Nick's parents, Stan and Sarah, came down for 2 ½ weeks at the end of January. We explored a bit of the island together and had some nice dinners around town.
So, I'm in Malta. Where is it and what's it like, you ask? It's an island nation consisting of three relatively small islands just south of Sicily. The official languages are Malti (a mix of N. African Arabic, Italian and Sicilian) and English. It joined the EU in 2004 but still has it's own currency, the Maltese Lira, until Jan. 2008. It has some of the oldest ruins in the world. Some temples date back over 5000 years, before Stonehenge. Though small it has played a pivotal role twice over its long history. The first in 1565 when it helped the 500 Knights of St. John defend the island from 40,000 Ottoman Turks. The second time was during WWII when it helped maintain the Allies stronghold location within the middle Mediterranean against the Nazis and Italians. When Malta gained independence in 1964 it was the first time since prehistory that the country had been ruled by the native Maltese and not by outside powers. Many places, especially the area around Valletta, are heavily fortified. Sold fort walls abound. Most buildings on the islands are made from sandstone, a material in abundance here. The island is strongly Catholic, due to the arrival via shipwreck of St. Paul in around 60 AD. Oddly enough he was on his way to being tried as a heretic and only stayed on the island for 9 months or so. Just goes to show that we all have the potential to change the course of history, whether we realize it or not.

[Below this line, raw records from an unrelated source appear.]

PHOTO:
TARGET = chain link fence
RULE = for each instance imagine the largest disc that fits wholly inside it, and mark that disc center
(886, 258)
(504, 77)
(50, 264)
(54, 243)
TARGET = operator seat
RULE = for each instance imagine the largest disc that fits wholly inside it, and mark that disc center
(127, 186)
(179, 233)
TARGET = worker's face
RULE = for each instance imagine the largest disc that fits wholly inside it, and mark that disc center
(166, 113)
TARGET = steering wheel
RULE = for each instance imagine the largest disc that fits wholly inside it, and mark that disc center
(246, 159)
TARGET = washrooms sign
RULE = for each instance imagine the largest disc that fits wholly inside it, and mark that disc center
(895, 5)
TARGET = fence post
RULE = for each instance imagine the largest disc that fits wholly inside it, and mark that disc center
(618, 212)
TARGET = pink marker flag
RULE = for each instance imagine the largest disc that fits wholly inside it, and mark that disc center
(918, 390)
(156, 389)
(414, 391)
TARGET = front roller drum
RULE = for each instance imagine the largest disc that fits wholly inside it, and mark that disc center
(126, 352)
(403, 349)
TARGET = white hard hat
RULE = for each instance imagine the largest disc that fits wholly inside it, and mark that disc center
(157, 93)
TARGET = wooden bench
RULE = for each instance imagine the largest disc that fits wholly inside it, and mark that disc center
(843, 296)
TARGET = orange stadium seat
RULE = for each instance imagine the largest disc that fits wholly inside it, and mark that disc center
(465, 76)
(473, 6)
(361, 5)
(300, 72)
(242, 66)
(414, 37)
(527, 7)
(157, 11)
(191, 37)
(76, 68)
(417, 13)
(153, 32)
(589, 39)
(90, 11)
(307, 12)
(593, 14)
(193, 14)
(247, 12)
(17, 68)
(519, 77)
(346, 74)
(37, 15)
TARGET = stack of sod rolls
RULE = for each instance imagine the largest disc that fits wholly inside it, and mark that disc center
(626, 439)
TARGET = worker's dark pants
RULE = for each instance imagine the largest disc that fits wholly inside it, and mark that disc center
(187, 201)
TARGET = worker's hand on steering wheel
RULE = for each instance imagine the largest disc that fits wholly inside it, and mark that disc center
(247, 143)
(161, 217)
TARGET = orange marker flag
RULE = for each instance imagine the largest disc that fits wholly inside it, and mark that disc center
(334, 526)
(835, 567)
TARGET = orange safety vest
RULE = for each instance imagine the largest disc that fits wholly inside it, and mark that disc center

Lucky for me, January in Malta was the warmest it's been in 84 years. It's been mostly sunny, with temperatures generally between 50-68F.
I've been working on writing about my travel experiences and overall it is going well, but it's a long, slow process. In the meantime I have made a few friends and have been taking breaks from time to time to explore the island more.
As for what's next with me, I've decided to leave Malta and the comfort of the boat where I've been living for the past 3 ½ months to venture into Eastern Europe for about a month. Then considering returning to the US around mid-April.